TLS is an oncologic emergency, which can cause life-threatening electrolyte derangements. Classic laboratory abnormalities in TLS include hyperphosphatemia, hyperkalemia, hypocalcemia, and hyperuricemia. In cases of severe hyperleukocytosis, false laboratory abnormalities can occur, and can lead to apply inaccurate, potentially harmful treatments.

Case Description

A 71-year-old man with a history of CLL was admitted for dyspnea and volume overload. He had recently started venetoclax one week prior to presentation. Labs revealed a WBC of 79,300/cm2 (33% blasts), creatinine 1.49 mg/dL (baseline 0.80 mg/dL), serum potassium 7.2 mmol/L, CO2 8 mmol/L, calcium <5.0 mg/dL, phosphorus 0.5 mg/dL, and uric acid 8.9 mg/dL. He was diagnosed with TLS and treated with rasburicase. Despite aggressive phosphorus repletion, the patient remained severely hypophosphatemic, though he was never symptomatic. Given the incongruence between lab values and clinical status, we suspected a lab error. We ordered STAT labs, sent on ice, which revealed normal serum phosphorus (4.5 mg/dL) on the same day that labs processed by standard protocol revealed a low level (0.9 mg/dL). Other discordant results noted were hyperkalemia (>9.5 mmol/L but 3.7 on a point-of-care arterial blood sample), hypoxemia (pO2 <48 mmHg on ABG but 98% on pulse oximetry room air), and hypoglycemia (serum blood glucose 9 mg/dL but 86 on point-of-care finger testing).
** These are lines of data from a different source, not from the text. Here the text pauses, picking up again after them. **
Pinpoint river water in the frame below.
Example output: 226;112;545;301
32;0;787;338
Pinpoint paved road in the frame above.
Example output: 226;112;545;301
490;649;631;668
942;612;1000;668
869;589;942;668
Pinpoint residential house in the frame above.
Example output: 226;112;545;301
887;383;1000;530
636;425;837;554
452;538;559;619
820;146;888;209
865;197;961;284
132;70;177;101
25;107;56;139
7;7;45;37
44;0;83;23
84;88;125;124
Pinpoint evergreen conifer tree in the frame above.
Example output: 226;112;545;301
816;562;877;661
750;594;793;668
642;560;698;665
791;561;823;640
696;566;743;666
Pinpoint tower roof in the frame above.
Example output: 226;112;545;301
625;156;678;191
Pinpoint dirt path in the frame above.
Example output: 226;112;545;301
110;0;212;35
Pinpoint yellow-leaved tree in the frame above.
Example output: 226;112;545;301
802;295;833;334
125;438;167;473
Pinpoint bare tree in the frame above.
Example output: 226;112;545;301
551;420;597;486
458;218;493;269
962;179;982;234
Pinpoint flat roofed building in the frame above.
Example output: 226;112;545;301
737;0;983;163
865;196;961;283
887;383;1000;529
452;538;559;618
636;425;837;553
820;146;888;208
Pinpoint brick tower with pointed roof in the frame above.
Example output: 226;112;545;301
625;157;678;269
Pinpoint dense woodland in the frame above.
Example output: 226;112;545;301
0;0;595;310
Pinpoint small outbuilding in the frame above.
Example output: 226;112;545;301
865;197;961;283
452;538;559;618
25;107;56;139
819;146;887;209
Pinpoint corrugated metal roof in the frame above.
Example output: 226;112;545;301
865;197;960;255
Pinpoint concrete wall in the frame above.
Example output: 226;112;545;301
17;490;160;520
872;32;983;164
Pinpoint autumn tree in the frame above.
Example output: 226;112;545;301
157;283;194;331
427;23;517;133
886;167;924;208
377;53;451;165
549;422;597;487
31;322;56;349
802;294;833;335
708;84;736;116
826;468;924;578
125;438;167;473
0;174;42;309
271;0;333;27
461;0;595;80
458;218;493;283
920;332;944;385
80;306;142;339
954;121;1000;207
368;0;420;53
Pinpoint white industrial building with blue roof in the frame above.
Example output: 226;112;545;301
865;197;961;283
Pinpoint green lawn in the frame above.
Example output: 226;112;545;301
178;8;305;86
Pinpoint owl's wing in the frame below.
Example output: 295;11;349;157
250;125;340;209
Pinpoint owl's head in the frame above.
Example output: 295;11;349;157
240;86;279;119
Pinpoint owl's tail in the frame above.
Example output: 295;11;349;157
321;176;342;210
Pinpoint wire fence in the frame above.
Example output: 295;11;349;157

This abstract reports the first case of reported pseudohypophosphatemia in a patient with CLL. The pathophysiology of pseudohypophosphatemia is thought to involve a sodium-phosphate co-transporter, though the exact underlying pathophysiology is unknown. Pseudohypoxemia and pseudohypoglycemia, also described in hematologic disorders, are thought to be due to increased metabolic demands by blasts, which decrease oxygen tension and glucose levels in vitro. Increased leukocyte fragility in CLL patients can lead to pseudohyperkalemia.
In conclusion, it is crucial to verify lab abnormalities in patients with hyperleukocytosis with point-of-care or deliberate (i.e. arterial blood sample on ice or STAT) sample collection. Failure to recognize psuedohypophosphatemia may result in unnecessary phosphorus repletion, leading to potential harm for the patient.